The Human Health Concern
In 2022, researchers published a landmark study finding microplastics in human blood samples for the first time — detected in nearly 80% of the participants tested. Since then, microplastics have been found in lung tissue, placenta, breast milk, and the digestive systems of people worldwide.
The long-term health effects are still being studied, but early research suggests associations with:
- Inflammation and oxidative stress in cells
- Disruption of the endocrine (hormonal) system
- Potential carcinogenic effects from chemical additives in plastics
- Damage to gut microbiome and digestive health
- Respiratory issues from airborne microplastic particles
"The average person consumes approximately 5 grams of plastic per week — roughly the weight of a credit card — primarily through drinking water, seafood, and air. Most of this is microplastic contamination."
— World Wildlife Fund (WWF), 2019 Microplastics Report
The Solution: Products That Return to the Earth
The root cause of the microplastics crisis is straightforward: we built a civilization on petroleum-based plastic that was never designed to disappear. Fixing it requires replacing those materials with ones that can actually complete a natural cycle.
This is exactly the mission behind Pure Form Solution. Every product in our lineup is built from materials that degrade back into nature — no microplastic residue, no petroleum, no lasting harm:
100% Compostable Bottles
Made entirely from sugarcane with calcium-containing resin. A petroleum-free alternative to PET plastic that biodegrades completely in industrial composting conditions.
PHA Biodegradable Straws
Produced through bacterial fermentation of canola oil. Certified to break down in marine and soil environments — meaning they work even when they escape into the wild.
Compostable Utensils
PHA cutlery that decomposes naturally without harmful residue. Meets both home and industrial composting standards with zero microplastic release.
Biodegradable Lids & Cups
Food service packaging designed for the full lifecycle — compostable containers that close the loop from use to soil without generating toxic residue.

What You Can Do Right Now
Systemic change takes time, but individual and business decisions compound quickly.

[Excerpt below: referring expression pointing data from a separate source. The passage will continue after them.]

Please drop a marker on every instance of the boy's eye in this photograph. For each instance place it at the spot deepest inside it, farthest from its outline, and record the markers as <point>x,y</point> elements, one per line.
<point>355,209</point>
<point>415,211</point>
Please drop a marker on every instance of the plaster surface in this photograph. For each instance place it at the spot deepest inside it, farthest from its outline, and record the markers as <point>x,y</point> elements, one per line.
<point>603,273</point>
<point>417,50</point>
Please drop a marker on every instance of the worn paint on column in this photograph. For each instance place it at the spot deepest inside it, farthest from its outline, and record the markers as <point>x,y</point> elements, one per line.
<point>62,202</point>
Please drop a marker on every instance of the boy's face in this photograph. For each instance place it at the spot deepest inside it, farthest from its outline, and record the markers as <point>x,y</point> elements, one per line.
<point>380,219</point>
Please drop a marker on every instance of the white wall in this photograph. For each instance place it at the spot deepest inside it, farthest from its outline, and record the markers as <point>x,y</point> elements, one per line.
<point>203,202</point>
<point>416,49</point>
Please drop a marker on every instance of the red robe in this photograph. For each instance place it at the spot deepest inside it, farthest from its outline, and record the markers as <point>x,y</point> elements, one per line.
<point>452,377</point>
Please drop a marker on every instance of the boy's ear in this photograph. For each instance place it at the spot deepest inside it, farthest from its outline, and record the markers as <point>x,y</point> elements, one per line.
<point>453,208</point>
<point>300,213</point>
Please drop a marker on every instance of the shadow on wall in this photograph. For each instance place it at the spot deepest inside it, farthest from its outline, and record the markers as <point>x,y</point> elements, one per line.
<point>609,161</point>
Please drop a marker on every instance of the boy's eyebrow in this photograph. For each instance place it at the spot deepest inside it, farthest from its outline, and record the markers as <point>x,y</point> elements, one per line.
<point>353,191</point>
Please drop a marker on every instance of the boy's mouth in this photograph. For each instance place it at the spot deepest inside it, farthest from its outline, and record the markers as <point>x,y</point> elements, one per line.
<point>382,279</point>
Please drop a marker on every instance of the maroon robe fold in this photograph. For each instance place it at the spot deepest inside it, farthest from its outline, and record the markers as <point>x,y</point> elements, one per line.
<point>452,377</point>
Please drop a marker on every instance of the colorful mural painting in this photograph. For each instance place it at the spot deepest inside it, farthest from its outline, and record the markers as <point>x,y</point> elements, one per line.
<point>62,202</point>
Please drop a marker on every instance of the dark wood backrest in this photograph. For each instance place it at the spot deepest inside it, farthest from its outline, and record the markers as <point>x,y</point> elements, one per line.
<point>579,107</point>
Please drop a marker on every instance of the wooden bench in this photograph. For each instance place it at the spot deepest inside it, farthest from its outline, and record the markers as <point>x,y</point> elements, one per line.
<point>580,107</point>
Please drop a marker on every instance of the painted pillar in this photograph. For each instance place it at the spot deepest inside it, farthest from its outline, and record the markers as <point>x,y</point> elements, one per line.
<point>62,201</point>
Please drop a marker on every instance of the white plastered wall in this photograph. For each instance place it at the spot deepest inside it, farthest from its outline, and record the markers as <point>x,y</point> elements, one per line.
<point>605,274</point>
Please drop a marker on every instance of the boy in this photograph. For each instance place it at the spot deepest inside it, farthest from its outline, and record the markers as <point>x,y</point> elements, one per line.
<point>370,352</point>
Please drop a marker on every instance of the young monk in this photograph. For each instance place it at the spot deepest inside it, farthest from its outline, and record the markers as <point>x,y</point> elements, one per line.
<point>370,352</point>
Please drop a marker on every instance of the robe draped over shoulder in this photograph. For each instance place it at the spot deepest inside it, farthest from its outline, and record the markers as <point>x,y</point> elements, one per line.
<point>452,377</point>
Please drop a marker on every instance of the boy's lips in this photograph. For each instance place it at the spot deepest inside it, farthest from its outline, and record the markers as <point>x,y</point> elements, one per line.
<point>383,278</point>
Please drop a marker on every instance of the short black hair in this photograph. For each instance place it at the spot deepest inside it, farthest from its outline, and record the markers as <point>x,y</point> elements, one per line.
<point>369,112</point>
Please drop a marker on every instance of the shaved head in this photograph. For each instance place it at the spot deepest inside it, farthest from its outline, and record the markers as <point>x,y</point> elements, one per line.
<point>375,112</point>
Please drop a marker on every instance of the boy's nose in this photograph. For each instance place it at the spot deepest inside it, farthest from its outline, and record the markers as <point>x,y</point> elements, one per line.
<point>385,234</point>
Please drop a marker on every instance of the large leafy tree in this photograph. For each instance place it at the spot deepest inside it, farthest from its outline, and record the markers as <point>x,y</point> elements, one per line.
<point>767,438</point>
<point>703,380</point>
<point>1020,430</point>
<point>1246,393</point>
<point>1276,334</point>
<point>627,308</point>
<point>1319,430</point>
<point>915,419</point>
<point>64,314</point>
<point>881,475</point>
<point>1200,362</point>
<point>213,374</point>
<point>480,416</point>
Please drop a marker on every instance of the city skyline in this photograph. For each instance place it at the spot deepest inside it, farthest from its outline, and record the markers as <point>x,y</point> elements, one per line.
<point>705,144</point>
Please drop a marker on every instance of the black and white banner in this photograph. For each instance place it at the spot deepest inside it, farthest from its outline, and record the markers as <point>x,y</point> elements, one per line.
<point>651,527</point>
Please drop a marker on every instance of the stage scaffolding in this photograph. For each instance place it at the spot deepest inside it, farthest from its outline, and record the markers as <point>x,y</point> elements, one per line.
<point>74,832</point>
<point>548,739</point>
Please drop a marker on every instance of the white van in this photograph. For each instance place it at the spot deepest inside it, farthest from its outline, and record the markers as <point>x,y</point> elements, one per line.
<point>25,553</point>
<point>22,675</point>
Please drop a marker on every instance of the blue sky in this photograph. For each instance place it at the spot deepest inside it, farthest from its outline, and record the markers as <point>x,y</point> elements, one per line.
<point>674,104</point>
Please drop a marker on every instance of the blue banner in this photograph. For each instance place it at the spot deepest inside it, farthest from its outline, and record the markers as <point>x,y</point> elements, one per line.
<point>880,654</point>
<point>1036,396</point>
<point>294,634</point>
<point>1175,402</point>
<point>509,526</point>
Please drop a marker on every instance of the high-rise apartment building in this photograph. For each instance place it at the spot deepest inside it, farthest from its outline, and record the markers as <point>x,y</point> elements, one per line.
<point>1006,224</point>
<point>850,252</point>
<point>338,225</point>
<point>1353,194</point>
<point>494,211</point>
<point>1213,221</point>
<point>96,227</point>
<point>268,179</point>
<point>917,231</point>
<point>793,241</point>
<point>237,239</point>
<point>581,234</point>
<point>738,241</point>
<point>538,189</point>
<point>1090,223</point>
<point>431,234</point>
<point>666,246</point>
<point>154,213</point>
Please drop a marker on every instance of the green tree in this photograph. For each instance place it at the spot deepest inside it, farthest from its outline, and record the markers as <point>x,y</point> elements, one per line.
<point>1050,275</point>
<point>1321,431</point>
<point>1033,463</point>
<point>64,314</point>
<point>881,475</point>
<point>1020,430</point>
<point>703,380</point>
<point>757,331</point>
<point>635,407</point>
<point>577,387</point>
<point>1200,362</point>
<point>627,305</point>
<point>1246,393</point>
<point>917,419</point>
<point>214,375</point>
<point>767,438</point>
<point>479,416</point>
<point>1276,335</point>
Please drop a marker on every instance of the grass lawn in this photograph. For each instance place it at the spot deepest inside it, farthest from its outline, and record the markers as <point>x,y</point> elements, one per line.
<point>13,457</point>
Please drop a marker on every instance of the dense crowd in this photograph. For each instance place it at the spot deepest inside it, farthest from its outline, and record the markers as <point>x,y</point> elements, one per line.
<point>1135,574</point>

Here's how you can reduce your contribution to the microplastics problem today:
- 01
Switch your single-use disposables
Replace conventional plastic straws, utensils, cups, and bottles with certified compostable and biodegradable alternatives.
- 02
Demand transparency from suppliers
Ask your food service vendors and packaging suppliers for TÜV Austria or equivalent biodegradation certification on all single-use items.
- 03
Educate your team and community
The microplastics crisis is still poorly understood by most people. Sharing accurate information drives faster adoption of better alternatives.
- 04
Support sustainability programs
Businesses that commit to sustainability programs signal to the market that eco-friendly alternatives are commercially viable — accelerating industry-wide change.
The Opportunity in Front of Us
The microplastics crisis is real and urgent — but it is not a story without a solution. The materials exist. The certifications exist. The science is clear. What's needed now is the collective decision by businesses, institutions, and individuals to stop choosing petroleum-based plastics when certified biodegradable alternatives are readily available.
At Pure Form Solution, we're committed to making that choice as easy as possible. Our products are certified by TÜV Austria across six independent standards — compostable in home and industrial environments, biodegradable in soil, water, and marine conditions, and fully bio-based. That's not a marketing claim. That's a certified guarantee.
The invisible threat of microplastics became invisible because we stopped paying attention to where our materials went after we were done with them. The solution is to choose materials that were always meant to disappear.